TikTok: Time running out for inventive ByteDance boss

Technology
TikTok: Time running out for inventive ByteDance boss
The Chinese billionaire behind teen phenomenon TikTok is a 37-year-old tech guru whose eye for youth trends has blasted the iphone app to global success-but his inventiveness might not exactly be enough to save the company’s lucrative US market.

Zhang Yiming finds himself under enormous pressure as he tries to assure the world that TikTok is safe and sound, while also protecting his image in the home by not appearing to provide directly into demands from the West.

An offshoot of Zhang’s ByteDance startup, TikTok’s kaleidoscopic feeds of short videos feature from hair dye tutorials to dance routines and jokes about lifestyle.

It is the international version of ByteDance’s domestic Douyin app, and the separation of both shows the way the canny Zhang has tried to play the free-wheeling global market while also staying on the proper side of China’s strict internet authorities.

The try to have a foot in both camps is looking increasingly precarious, however, as TikTok tries to thread its way through rising tensions between Washington and Beijing.

Zhang has been given just six weeks to locate a buyer for the software in the usa or have it banned in its second biggest market.

ByteDance has taken Zhang-a programmer before he became a businessman-to the highest echelons of China’s billionaire club, surpassing many more-established tech tycoons.

Analysts at Tokyo-based Akita Michinoku Capital estimate that this past year the company a lot more than doubled its 2018 earnings of around $7.4 billion, adding it was learning to be a “viable competitor” to Facebook and Google-parent Alphabet.

Two billion downloads

TikTok was designed on the trunk of Zhang’s pioneering utilization of artificial intelligence, which earlier found success in China with the flagship news aggregation iphone app Jinri Toutiao.

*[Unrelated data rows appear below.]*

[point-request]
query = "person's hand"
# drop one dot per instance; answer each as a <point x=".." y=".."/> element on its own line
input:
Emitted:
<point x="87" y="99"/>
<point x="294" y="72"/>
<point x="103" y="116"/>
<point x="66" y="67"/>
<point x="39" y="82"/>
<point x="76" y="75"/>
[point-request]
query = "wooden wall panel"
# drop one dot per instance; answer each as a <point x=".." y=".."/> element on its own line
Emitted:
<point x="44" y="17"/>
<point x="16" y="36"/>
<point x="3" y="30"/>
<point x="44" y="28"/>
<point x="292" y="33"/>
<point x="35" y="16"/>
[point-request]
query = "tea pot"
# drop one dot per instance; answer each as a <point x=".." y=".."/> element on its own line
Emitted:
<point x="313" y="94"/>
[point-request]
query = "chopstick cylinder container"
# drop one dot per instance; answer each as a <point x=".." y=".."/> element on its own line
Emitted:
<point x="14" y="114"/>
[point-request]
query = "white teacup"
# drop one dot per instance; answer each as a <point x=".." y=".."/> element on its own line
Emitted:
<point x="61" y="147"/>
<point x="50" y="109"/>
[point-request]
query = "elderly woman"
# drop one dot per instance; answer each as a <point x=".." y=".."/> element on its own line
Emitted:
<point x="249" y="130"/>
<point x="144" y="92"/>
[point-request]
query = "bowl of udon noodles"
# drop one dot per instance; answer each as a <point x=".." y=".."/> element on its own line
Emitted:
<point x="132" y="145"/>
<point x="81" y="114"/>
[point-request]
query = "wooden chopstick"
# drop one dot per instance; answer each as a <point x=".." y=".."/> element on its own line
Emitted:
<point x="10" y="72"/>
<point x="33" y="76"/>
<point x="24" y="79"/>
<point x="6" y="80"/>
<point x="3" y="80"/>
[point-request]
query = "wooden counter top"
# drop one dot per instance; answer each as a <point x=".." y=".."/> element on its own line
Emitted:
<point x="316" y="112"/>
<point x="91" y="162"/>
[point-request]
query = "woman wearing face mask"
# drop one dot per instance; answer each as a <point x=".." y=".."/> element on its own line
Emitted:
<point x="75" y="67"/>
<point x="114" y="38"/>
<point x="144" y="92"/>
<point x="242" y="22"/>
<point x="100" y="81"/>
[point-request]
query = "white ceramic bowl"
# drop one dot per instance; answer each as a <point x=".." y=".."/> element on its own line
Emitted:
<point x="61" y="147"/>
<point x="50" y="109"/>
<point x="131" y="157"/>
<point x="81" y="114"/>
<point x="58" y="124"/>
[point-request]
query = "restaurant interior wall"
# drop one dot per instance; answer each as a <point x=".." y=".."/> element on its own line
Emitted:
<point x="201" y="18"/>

A number of local and foreign acquisitions followed, nonetheless it was the launch of TikTok that basically took the company to another level.

It's been downloaded over two billion times worldwide since it launched three years ago, with India and the united states forming the most notable two international markets.

ByteDance now has over 60,000 staff in 30 countries, and in March Zhang said these were seeking to recruit around 40,000 more-bringing it near the headcount of Chinese e-commerce giant Alibaba.

The business also announced plans Thursday for its first data centre for European users, to be setup in Ireland.

But TikTok’s meteoric rise has been interrupted this year as the business found itself a casualty of China’s worsening global relationships.

It lost one massive market after New Delhi banned the iphone app carrying out a bloody border clash between Indian and Chinese troops in the northeast.

And like telecom giant Huawei, it came under scrutiny after concerns that ByteDance could possibly be forced to share user information with Chinese intelligence.

The business insists it hasn't provided user data to the Chinese government-and wouldn’t regardless if asked.

Still, President Donald Trump demanded this month that the united states procedures of TikTok be sold within six weeks to an American company, or it will be shut down.

Strong-arm tactics

It isn't clear what effect this might have on the rest of its international operations, but Washington has largely succeeded in strong-arming all of those other world into spurning Huawei and its own 5G technology.

Even if Zhang agrees to market TikTok and pocket a fortune, he faces anger in the home as some nationalistic voices in China have begun calling for a boycott of ByteDance if he lets that happen.

“A big challenge for ByteDance is that its rise coincides with growing tensions between China and the United States,” said Zhiqun Zhu, chair of the international relations department at Bucknell University in america.

“It has become a victim of the US-China technological competition.”

While Microsoft has emerged as a contender to purchase its services in america, Canada, Australia and New Zealand, any sale looks definately not certain.

In any event, TikTok is not going down without a fight.

The business this week restated its intend to become a “global company” and to re-establish TikTok’s headquarters beyond your US.

“TikTok has always operated as a worldwide enterprise with its leadership team operating out of multiple markets all over the world beyond China,” a company spokeswoman said.

“We expect that to keep for the foreseeable future.”